Pour trancher sans hésiter, il existe un indice botanique fiable. Les feuilles de l’églantier Rosa canina portent toujours 7 folioles, contrairement aux rosiers cultivés qui en présentent généralement 5, cette différence permettant d’identifier facilement les pousses à supprimer. La couleur aide aussi : les gourmands se distinguent par leur couleur plus claire, leur vigueur, et un feuillage différent de celui du rosier greffé. Ignorer ces signaux a un coût réel sur la durée.

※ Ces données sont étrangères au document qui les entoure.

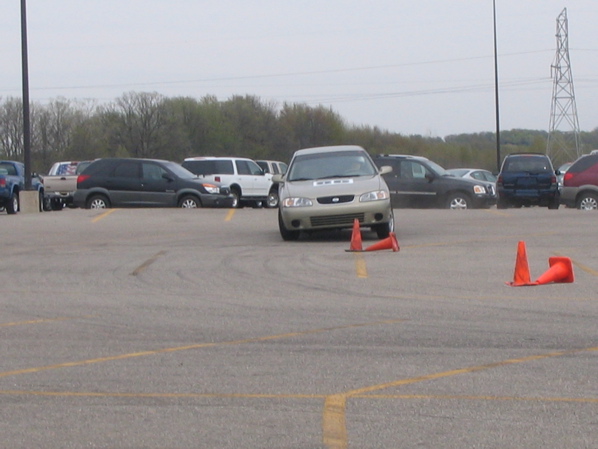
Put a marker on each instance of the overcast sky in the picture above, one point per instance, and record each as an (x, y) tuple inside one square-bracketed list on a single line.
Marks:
[(412, 67)]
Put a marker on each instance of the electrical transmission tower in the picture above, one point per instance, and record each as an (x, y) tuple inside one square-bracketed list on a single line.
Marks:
[(563, 135)]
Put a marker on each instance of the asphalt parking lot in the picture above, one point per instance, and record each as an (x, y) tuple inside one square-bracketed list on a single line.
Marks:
[(173, 328)]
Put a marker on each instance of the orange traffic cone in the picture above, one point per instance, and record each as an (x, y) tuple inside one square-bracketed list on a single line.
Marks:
[(560, 271), (388, 243), (355, 238), (521, 276)]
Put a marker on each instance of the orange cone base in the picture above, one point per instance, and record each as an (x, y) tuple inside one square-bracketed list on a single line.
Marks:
[(388, 243), (521, 276), (355, 238), (560, 272)]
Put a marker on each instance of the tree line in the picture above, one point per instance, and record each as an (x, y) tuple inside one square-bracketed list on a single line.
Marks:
[(150, 125)]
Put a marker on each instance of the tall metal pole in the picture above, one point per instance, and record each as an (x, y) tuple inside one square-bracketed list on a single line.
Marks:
[(496, 91), (26, 121)]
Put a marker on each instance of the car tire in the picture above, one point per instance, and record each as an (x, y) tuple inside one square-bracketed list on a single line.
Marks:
[(272, 200), (285, 233), (189, 202), (12, 207), (458, 201), (383, 230), (587, 201), (97, 202)]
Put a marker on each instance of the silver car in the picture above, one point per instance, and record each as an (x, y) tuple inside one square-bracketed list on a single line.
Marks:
[(330, 187)]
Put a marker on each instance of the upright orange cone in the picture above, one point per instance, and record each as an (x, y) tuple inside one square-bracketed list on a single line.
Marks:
[(388, 243), (355, 237), (560, 271), (522, 276)]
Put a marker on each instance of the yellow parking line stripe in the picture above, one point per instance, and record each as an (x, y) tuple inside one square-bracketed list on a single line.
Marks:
[(190, 347), (105, 214)]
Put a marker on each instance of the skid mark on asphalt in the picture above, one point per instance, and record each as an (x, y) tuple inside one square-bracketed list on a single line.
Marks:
[(191, 347), (43, 320)]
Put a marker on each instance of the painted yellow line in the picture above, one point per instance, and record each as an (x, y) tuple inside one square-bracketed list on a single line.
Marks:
[(42, 320), (360, 266), (334, 427), (147, 263), (230, 214), (190, 347), (104, 215)]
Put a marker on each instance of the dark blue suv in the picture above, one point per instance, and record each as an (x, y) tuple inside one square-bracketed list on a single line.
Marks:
[(527, 179)]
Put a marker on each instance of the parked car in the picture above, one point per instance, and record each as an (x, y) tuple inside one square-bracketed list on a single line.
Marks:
[(527, 179), (580, 183), (249, 184), (130, 182), (274, 167), (330, 187), (420, 183), (12, 183), (61, 182)]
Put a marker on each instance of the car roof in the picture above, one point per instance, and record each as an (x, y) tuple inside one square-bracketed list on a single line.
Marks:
[(329, 149), (212, 158)]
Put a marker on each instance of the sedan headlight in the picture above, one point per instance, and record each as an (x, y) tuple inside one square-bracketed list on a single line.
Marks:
[(211, 188), (374, 196), (297, 202)]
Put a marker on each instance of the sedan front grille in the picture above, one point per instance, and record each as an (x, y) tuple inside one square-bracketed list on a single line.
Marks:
[(337, 199), (336, 220)]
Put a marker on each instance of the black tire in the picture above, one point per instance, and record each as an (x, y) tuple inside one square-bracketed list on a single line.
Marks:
[(97, 202), (587, 201), (273, 199), (458, 201), (189, 202), (286, 234), (12, 207), (383, 230)]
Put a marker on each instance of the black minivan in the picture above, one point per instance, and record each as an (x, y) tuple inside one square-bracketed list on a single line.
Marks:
[(132, 182)]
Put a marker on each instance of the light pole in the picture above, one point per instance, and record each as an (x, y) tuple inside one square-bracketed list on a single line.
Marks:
[(26, 121), (496, 92)]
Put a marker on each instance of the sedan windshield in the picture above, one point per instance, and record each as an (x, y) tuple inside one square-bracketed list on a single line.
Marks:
[(338, 164)]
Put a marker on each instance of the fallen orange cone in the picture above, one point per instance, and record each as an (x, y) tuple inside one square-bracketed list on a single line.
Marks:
[(356, 237), (388, 243), (560, 271), (521, 276)]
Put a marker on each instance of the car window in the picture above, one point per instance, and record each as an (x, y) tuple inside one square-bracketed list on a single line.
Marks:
[(331, 165), (152, 172), (126, 169)]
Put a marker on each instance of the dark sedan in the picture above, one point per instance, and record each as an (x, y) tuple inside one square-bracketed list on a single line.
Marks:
[(130, 182)]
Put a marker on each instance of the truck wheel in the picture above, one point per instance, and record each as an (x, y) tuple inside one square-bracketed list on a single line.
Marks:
[(13, 204), (97, 202), (189, 202)]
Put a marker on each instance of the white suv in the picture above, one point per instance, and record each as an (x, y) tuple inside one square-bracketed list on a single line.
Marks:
[(247, 181)]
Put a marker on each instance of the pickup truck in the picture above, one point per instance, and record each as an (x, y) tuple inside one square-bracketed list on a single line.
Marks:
[(12, 182), (61, 182)]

Le porte-greffe, un rosier sauvage, prend souvent le dessus : si on le laisse rejeter, il rafle toute la sève, au détriment de la variété greffée qui s’affaiblit, fleurit de moins en moins et finit par disparaître, ne laissant plus que le rosier botanique utilisé comme porte-greffe.
Un dernier détail change tout selon le porte-greffe employé par le pépiniériste. Le Rosa canina classique produit de nombreux surgeons à partir de ses racines, qu’il faut arracher d’un coup sec ou couper au plus près des racines pour ne pas épuiser le rosier. À l’inverse, le porte-greffe Fortuniana produit peu de drageons et porte peu d’aiguillons, ce qui explique pourquoi deux rosiers de la même variété, greffés sur des sujets différents, ne demandent pas le même travail de surveillance au fil des saisons. Avant de sortir le sécateur, mieux vaut donc identifier son porte-greffe que de s’acharner à la mauvaise place.